I think a second possible approach is to find the single sample that exercises the most code and then proceed with the previously described method.
So far, I have analyzed 13324 samples from 357 different artpacks provided by sixteencolors.net.
Using the first method, I can find a set of samples that covers nearly 80% of ansi.c:
0 bytes: bad-0494.zip:5
1 bytes: grip1293.zip:-ANSI---.---
1 bytes: pur-0794.zip:.
2 bytes: awe9706.zip:-ANSI???.???
61 bytes: echo0197.zip:-(ART)-
62 bytes: hx03.zip:HX005.DAT
76 bytes: imp-0494.zip:IMPVIEW.CFG
82 bytes: ice0010b.zip:_cont'd_.___
101 bytes: bdp-0696.zip:BDP2.WAD
112 bytes: plain12.zip:--------.---
181 bytes: ins1295v.zip:-°VGA°-. ?
219 bytes: purg-22.zip:NEM-SHIT.ASC
289 bytes: srg1196.zip:HOWTOREQ.JNK
315 bytes: karma-04.zip:FASHION.COM
318 bytes: buzina9.zip:ox-rmzzy.ans
411 bytes: solo1195.zip:FU-BLAH1.RIP
621 bytes: ciapak14.zip:NA-APOC1.ASC
951 bytes: lght9404.zip:AM-TDHO1.LIT
1214 bytes: atb-1297.zip:TX-ROKL.ASC
2332 bytes: imp-0494.zip:STATUS.ANS
3218 bytes: acepak03.zip:TR-STAT5.ANS
6068 bytes: lgc-0193.zip:LGC-0193.MEM
16778 bytes: purg-20.zip:EZ-HIR~1.JPG
20582 bytes: utd0495.zip:LT-CROW3.ANS
26237 bytes: quad0597.zip:MR-QPWP.GIF
29208 bytes: mx-pack17.zip:mx-mobile-source-logo.jpg
109440 bytes total
A few notes about that list: Some of those filenames are comprised primarily of control characters. 133t, and all that. The first file is 0 bytes. I wondered if I should discard 0-length files but decided to keep those in, especially if they exercise lines that wouldn’t normally be activated. Also, there are a few JPEG and GIF files in the set. I should point out that I forced the tty demuxer using
-f tty and there isn’t much in the way of signatures for this format. So, again, whatever exercises more lines is better.
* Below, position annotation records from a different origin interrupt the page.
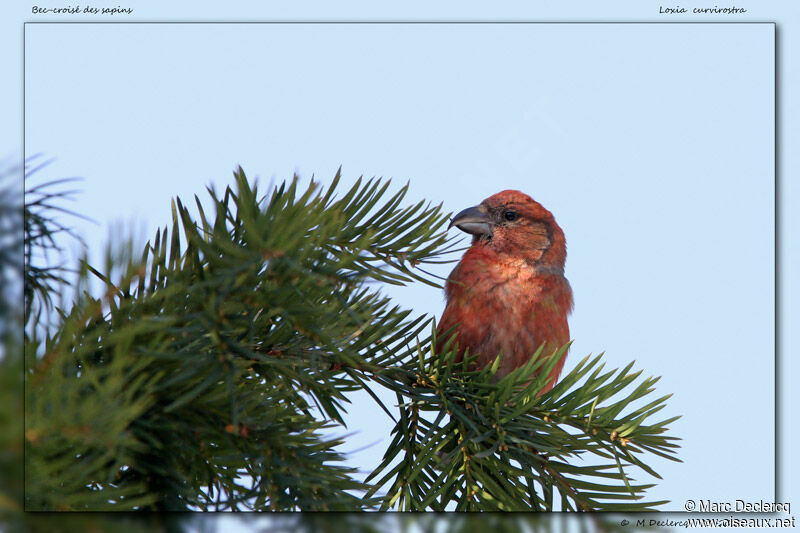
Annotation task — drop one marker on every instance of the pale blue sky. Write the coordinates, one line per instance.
(651, 144)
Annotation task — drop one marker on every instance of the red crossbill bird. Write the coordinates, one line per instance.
(508, 294)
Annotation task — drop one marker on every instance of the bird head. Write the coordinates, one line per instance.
(513, 223)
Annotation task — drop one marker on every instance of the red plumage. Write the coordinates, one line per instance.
(508, 293)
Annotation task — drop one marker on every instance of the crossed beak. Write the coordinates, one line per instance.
(474, 220)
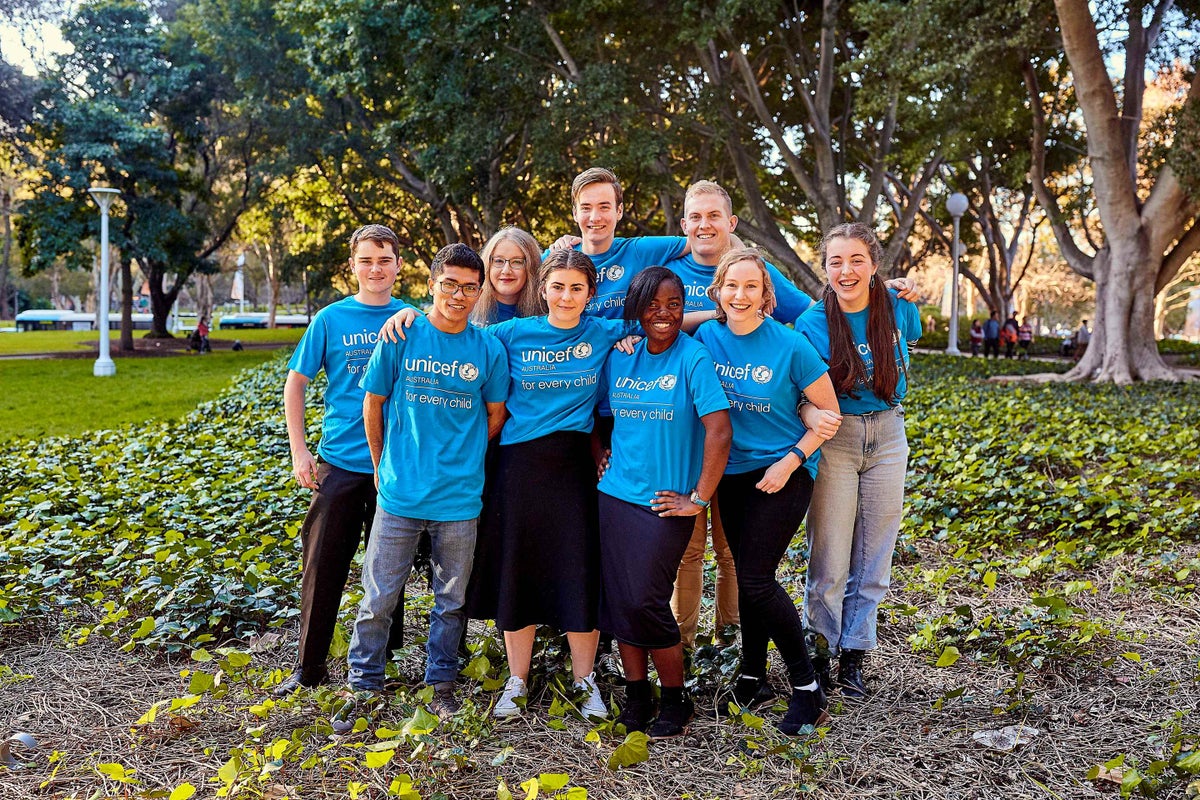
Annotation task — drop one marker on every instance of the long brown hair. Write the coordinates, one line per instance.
(846, 366)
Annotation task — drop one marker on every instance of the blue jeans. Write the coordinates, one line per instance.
(852, 527)
(389, 559)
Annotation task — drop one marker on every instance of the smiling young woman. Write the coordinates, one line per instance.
(765, 368)
(864, 331)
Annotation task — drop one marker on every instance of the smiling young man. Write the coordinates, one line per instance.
(340, 341)
(432, 402)
(598, 205)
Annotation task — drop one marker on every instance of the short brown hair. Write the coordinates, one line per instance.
(723, 268)
(381, 234)
(595, 175)
(708, 187)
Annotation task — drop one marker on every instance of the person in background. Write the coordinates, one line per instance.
(1025, 338)
(976, 337)
(991, 336)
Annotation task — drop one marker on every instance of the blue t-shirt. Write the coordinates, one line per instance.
(790, 301)
(340, 340)
(657, 401)
(553, 373)
(617, 266)
(436, 420)
(763, 373)
(813, 324)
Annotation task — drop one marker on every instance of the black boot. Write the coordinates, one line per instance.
(805, 708)
(850, 674)
(825, 673)
(675, 714)
(639, 705)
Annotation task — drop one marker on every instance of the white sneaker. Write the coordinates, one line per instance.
(507, 705)
(593, 707)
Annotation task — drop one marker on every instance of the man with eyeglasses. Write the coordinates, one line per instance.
(432, 402)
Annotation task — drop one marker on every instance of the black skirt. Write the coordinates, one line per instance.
(640, 554)
(538, 551)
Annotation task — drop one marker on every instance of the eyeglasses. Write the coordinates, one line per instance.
(515, 264)
(451, 288)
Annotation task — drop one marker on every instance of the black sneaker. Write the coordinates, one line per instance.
(805, 708)
(639, 708)
(748, 693)
(348, 707)
(673, 719)
(444, 703)
(850, 674)
(301, 679)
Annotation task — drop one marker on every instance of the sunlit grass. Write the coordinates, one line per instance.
(61, 397)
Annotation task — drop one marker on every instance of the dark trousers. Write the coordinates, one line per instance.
(759, 528)
(339, 518)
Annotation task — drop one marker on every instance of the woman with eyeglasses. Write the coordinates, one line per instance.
(541, 565)
(510, 257)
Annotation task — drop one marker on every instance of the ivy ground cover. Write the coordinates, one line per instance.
(1045, 577)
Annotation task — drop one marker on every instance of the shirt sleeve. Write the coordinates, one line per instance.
(807, 365)
(383, 368)
(496, 388)
(659, 250)
(310, 353)
(790, 301)
(706, 389)
(909, 320)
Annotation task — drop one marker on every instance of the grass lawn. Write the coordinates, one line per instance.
(29, 342)
(61, 397)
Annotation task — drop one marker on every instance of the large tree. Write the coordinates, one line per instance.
(138, 107)
(1146, 198)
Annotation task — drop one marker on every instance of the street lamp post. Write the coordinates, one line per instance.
(957, 204)
(241, 283)
(105, 365)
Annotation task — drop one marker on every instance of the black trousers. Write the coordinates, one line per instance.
(339, 517)
(759, 528)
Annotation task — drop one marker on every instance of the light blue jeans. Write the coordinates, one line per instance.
(852, 527)
(389, 559)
Using this same corpus, I tried approach 2– which single sample exercises the most lines of the decoder? Answer: blde9502.zip:REQUEST.EXE. Huh. I checked it out and ‘file’ ID’s it as a MS-DOS executable. So, that approach wasn’t fruitful, at least not for this corpus since I’m forcing everything through this narrow code path.
Think About The Future
Where can I take this next? The cloud! I have people inside the search engine industry who have furnished me with extensive lists of specific types of multimedia files from around the internet. I also see that Amazon Web Services Elastic Compute Cloud (AWS EC2) instances don’t charge for incoming bandwidth.
I think you can see where I’m going with this.